The Debtors have not made any payments on the loans since December 30, 1982.
For purposes of this motion, I will assume that the United States' security interest in the real estate and farm equipment is not increasing and, in fact, may be decreasing due to use of the equipment and falling real estate values.
The Farmers Home Administration is unable to foreclose on the Debtor's real and personal property due injunctions by various Circuit and District Courts enjoining FmHA from foreclosing on mortgages until it promulgates rules and regulations under 7 U.S.C. § 1981a (1982). Section 1981a states:
In addition to any other authority that the Secretary may have to defer principal and interest and forgo foreclosure, the Secretary may permit, at the request of the borrower, the deferral of principal and interest on any outstanding loan made, insured, or held by the Secretary under this chapter, or under the provisions of any other law administered by the Farmers Home Administration, and may forgo foreclosure of any such loan, for such period as the Secretary deems necessary upon a showing by the borrower that due to circumstances beyond the borrower's control, the borrower is temporarily unable to continue making payments of such principle and interest when due without unduly impairing the standard of living of the borrower. The Secretary may permit interest that accrues during the deferral period on any loan deferred under this section to bear now interest during or after such period: Provided, That if the security instrument securing such loan is foreclosed, such interest as is included in the purchase price at such foreclosure shall become part of the principal and draw interest from the date of foreclosure at the rate prescribed by law.
To date, no regulations have been issued detailing how farmers go about requesting deferral of their loans under this section.
Courts looking at 7 U.S.C. § 1981a have held that Congress intended the Secretary of Agriculture to give notice of the availability of 1981a relief to borrowers prior to loan acceleration or foreclosure and to establish a uniform procedure for use of § 1981a. See, e.g., Allison v. Block, 556 F.Supp. 400, 405-406 (W.D.Mo.1982) aff'd 723 F.2d 631 (8th Cir.1983); Gamradt v. Block, 581 F.Supp. 122 (D.Minn.1983); Jacoby v. Schuman, 568 F.Supp. 843, 846 (E.D.Mo.1983); Matzke v. Block, 564 F.Supp. 1157, 1166-1167 (D.Kan.1983), aff'd 732 F.2d 799 (10th Cir.1984); Coleman v. Block, 562 F.Supp. 1353, 1361-1362 (D.N.D.1983); Curry v. Block, 541 F.Supp. 506, 523-526 (S.D.Ga.1982), aff'd 738 F.2d 1556 (11th Cir.1984); United States v. Hamrick, 713 F.2d 69 (4th Cir.1983) (per curiam).

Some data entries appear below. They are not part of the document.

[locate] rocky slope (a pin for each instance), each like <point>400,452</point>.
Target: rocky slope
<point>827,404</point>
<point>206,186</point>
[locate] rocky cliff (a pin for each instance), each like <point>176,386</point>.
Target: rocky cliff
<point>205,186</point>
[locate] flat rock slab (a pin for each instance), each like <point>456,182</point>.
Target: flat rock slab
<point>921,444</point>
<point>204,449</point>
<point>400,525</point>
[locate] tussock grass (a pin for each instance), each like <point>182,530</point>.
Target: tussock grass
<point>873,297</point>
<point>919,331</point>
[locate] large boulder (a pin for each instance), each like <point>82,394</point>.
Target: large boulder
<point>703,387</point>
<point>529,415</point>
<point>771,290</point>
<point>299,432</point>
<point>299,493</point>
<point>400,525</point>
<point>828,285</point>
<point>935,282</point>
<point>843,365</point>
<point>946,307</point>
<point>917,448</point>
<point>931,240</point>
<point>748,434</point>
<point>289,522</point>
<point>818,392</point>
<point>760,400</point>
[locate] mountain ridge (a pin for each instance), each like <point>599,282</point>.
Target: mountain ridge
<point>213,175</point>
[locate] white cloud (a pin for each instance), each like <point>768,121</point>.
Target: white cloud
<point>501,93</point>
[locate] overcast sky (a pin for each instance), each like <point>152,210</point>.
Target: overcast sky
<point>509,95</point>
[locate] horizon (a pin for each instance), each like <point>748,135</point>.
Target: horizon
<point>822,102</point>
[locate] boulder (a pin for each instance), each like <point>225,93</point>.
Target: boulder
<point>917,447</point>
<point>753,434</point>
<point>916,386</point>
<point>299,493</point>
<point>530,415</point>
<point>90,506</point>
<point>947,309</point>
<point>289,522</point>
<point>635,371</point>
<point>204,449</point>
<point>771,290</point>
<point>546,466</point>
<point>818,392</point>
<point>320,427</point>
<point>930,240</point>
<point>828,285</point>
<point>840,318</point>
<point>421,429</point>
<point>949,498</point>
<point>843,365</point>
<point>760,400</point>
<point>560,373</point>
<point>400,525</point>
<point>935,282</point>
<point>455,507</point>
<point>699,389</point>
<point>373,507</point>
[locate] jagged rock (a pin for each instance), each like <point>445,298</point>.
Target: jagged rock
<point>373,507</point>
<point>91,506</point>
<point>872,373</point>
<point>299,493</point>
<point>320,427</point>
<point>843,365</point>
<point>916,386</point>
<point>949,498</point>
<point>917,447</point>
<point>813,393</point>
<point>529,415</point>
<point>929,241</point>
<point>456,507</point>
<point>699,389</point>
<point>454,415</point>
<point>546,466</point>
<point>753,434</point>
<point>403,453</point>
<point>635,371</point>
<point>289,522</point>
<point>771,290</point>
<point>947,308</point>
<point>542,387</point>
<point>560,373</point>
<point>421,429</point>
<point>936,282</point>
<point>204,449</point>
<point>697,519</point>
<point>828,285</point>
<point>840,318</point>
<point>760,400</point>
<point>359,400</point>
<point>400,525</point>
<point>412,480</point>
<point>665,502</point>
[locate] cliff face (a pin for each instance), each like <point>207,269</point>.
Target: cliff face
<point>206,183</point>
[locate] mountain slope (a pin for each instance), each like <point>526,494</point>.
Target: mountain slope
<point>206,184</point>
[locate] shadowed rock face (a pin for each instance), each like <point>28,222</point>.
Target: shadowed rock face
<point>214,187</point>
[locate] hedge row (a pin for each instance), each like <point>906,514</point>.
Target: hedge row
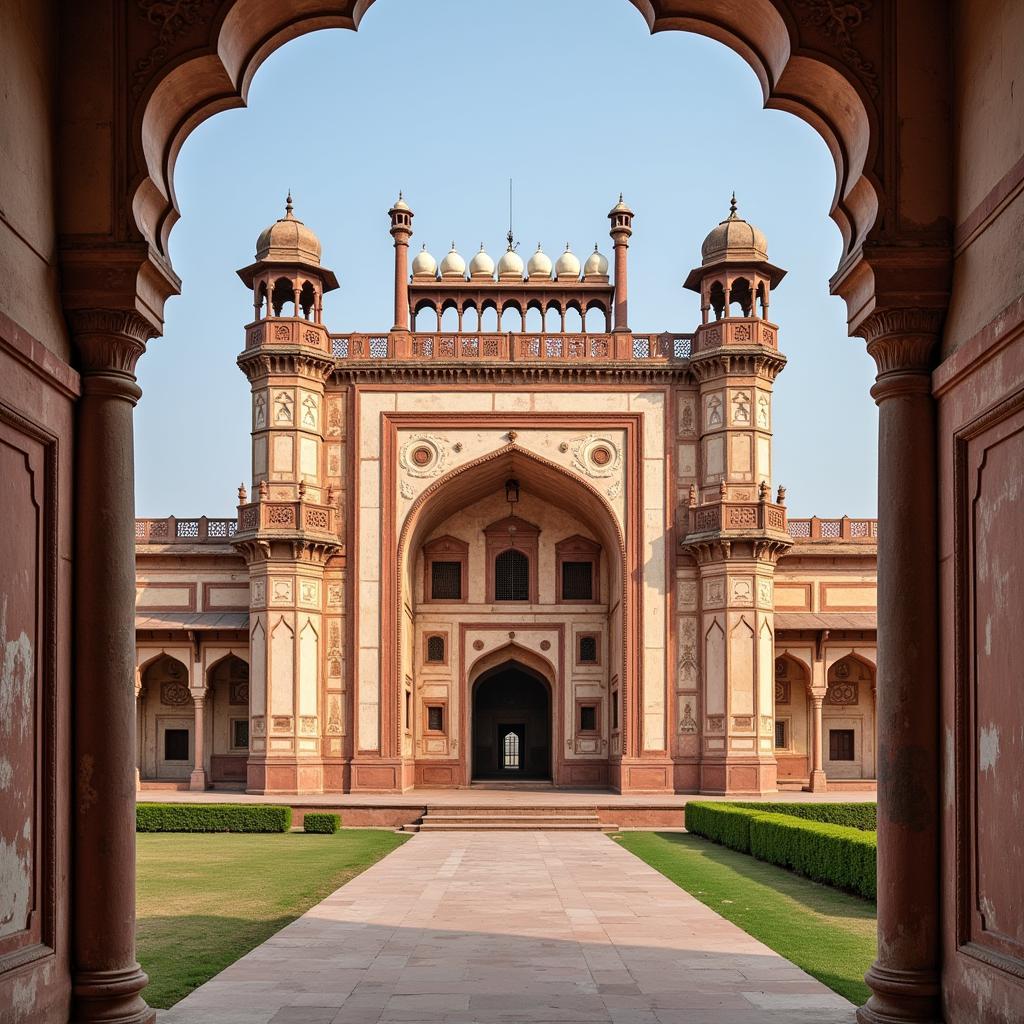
<point>838,855</point>
<point>862,815</point>
<point>325,824</point>
<point>212,817</point>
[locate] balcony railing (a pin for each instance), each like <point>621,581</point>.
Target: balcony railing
<point>174,530</point>
<point>844,528</point>
<point>513,347</point>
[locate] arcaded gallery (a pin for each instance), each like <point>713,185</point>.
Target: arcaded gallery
<point>552,555</point>
<point>539,544</point>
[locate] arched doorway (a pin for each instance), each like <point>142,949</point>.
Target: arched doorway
<point>511,723</point>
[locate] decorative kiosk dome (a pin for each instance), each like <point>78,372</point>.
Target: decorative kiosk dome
<point>453,265</point>
<point>288,241</point>
<point>510,265</point>
<point>540,264</point>
<point>424,265</point>
<point>481,265</point>
<point>596,265</point>
<point>567,265</point>
<point>734,240</point>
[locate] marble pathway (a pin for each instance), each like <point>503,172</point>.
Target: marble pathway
<point>514,928</point>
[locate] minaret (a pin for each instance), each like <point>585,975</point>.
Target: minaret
<point>622,227</point>
<point>734,530</point>
<point>291,526</point>
<point>401,231</point>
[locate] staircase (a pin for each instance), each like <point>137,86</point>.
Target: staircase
<point>446,817</point>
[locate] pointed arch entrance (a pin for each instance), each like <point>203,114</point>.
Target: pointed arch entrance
<point>511,722</point>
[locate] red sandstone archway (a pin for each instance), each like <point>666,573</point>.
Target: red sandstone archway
<point>841,67</point>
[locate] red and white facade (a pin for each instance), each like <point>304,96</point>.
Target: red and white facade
<point>557,557</point>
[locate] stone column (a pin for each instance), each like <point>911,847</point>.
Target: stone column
<point>819,783</point>
<point>904,978</point>
<point>197,780</point>
<point>107,979</point>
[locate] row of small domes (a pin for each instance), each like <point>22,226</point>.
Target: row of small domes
<point>510,266</point>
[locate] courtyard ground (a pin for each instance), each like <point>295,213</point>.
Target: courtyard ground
<point>473,927</point>
<point>204,900</point>
<point>829,934</point>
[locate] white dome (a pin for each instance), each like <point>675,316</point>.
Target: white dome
<point>540,264</point>
<point>481,265</point>
<point>424,265</point>
<point>567,265</point>
<point>453,265</point>
<point>596,265</point>
<point>510,265</point>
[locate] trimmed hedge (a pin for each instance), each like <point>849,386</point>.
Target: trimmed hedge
<point>862,815</point>
<point>325,824</point>
<point>837,855</point>
<point>212,817</point>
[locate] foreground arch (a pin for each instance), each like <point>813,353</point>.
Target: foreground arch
<point>876,80</point>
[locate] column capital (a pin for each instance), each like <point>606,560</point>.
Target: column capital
<point>902,340</point>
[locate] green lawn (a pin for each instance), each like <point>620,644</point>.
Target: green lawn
<point>827,933</point>
<point>205,900</point>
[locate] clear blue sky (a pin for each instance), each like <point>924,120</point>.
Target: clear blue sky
<point>446,99</point>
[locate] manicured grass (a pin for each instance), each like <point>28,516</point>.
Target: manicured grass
<point>205,900</point>
<point>828,934</point>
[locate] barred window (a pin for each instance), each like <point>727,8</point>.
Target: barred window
<point>445,581</point>
<point>588,649</point>
<point>435,648</point>
<point>578,581</point>
<point>511,577</point>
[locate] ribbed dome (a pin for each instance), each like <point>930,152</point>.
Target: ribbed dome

The Farmers Home Administration is asking that the Debtors be required to adequately protect the Farmers Home Administration interest in the Debtors' property during the pendency of the Debtors' bankruptcy. The Farmers Home Administration has only asked for adequate protection and not, as is the usual case, for adequate protection or, alternatively, relief from the automatic stay. This is because the Farmers Home Administration, as discussed above, is under a temporary injunction in many states including Minnesota and circuits which precludes it from foreclosing upon the mortgages it holds and this would be the reason the FmHA would seek relief from the stay. See, e.g., Gamradt v. Block, supra, and Allison v. Block, supra.
Therefore, the only thing this Court must consider is whether the Farmers Home Administration is "adequately protected" as that term is used in 11 U.S.C. § 362. Under the Bankruptcy Code, and specifically under 11 U.S.C. § 362, by virtue of the filing of a petition in bankruptcy, an automatic stay is imposed which stops all actions against the Debtor and his property. This is the proverbial "breathing spell" granted to Debtors. Creditors are granted relief from the automatic stay upon fulfilling appropriate procedural requirements if, among other things, the Debtor does not provide "adequate protection" to the creditor. 11 U.S.C. § 362(d)(1).
Adequate protection is discussed more fully in 11 U.S.C. § 361. Although the term "adequate protection" is not exactly defined, 11 U.S.C. § 361 does state that adequate protection may be provided by a Debtor doing one of several things — (1) making cash payments or periodic cash payments to the creditor; (2) providing replacement or additional liens on property to a creditor; or (3) granting such other relief as will constitute the "indubitable equivalent" of the creditor's interest in the property.
What is important to this case is that Section 361 requires the Debtor to adequately protect the creditor "to the extent that such stay . results in a decrease in the value of such entity's [creditor's] interest in . property".
The crucial issue here is, therefore, what damage the stay has caused to FmHA's interest in Debtors' property. FmHA is already temporarily enjoined for reasons totally unrelated to these Debtors' bankruptcy filings from foreclosing upon the Debtors' loans from FmHA. Therefore, this Court sees no damage that FmHA is suffering from the imposition of the automatic stay in this case. The FmHA should not be able to obtain through the Bankruptcy Court what it cannot obtain in a Federal District Court or State Court at this time. The stay has not decreased the value of the FmHA's interest in the Debtors' property at all. Of course, the FmHA's interest may be declining in value due to declining farmland values, continuing depreciation of equipment, etc. However, this depreciation would be ongoing regardless of whether the bankruptcy filing had occurred or not. The injunction precluding foreclosure of its mortgages is causing the damage, if any, to the value of FmHA's interest. The Debtors' bankruptcy adds nothing to the injunction's power.
ACCORDINGLY, IT IS ORDERED that:
The motion of the United States, acting by and through the Farmers Home Administration, for adequate protection is denied.